A Valor Investimentos, assessoria plugada à XP com cerca de R$ 12 bilhões sob assessoria, também tem atuado nas duas frentes. A empresa tem uma joint venture com um MFO português, o 3J Capital Partners, que possui uma licença RIA, e por lá atende grandes fortunas.
Para clientes menores e da assessoria, a Valor Investimentos está usando a conta internacional da XP. Mas o crescimento das contas offshore na assessoria de investimentos, que se multiplicou por quatro em um ano e chegou a US$ 150 milhões, está levando a empresa a pensar em uma nova estratégia.
“Agora que alcançamos um tamanho mais relevante, estamos avaliando uma operação nossa nos Estados Unidos, desde um RIA a outras opções, mas que nos possibilitem apoiar mais o investidor no mercado internacional”, diz Vyctor Tavares, sócio e head internacional da Valor Investimentos.
Essa tendência dos clientes alta renda, com menos de US$ 2 milhões, começando a investir nos Estados Unidos e percebendo que não serão bem atendidos pelos bancos internacionais é a grande aposta das plataformas Avenue, XP e BTG Pactual para crescer nesse mercado. Primeiro conquistando os brasileiros e depois outros latinos que buscam essa direção para o seu capital.
Já do lado dos advisories, a expansão internacional traz mais robustez para o negócio como também uma diversificação de receitas fora das plataformas de investimentos que estão plugados no Brasil.
“Como RIA, a empresa pode escolher trabalhar com a plataforma que quiser. E elas estão entendendo cada vez mais que ter mais de um parceiro ajuda a diversificar receitas e deixar a empresa mais valiosa para um potencial sócio capitalista”, afirma Algranti, da Avenue.

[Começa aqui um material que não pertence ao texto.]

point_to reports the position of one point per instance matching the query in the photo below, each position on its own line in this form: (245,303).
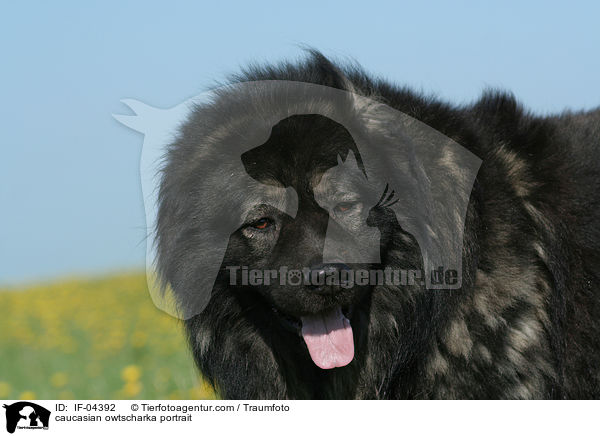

O momento nunca foi tão oportuno para os brasileiros investirem no exterior, com taxas de juros em dólar atraentes e mudanças regulatórias eliminando os diferenciais que o Brasil tinha, como excesso de títulos incentivados a juros atrativos e sem risco. E, como ninguém quer perder a oportunidade para atender esse cliente primeiro, a corrida pelo braço internacional está acelerada.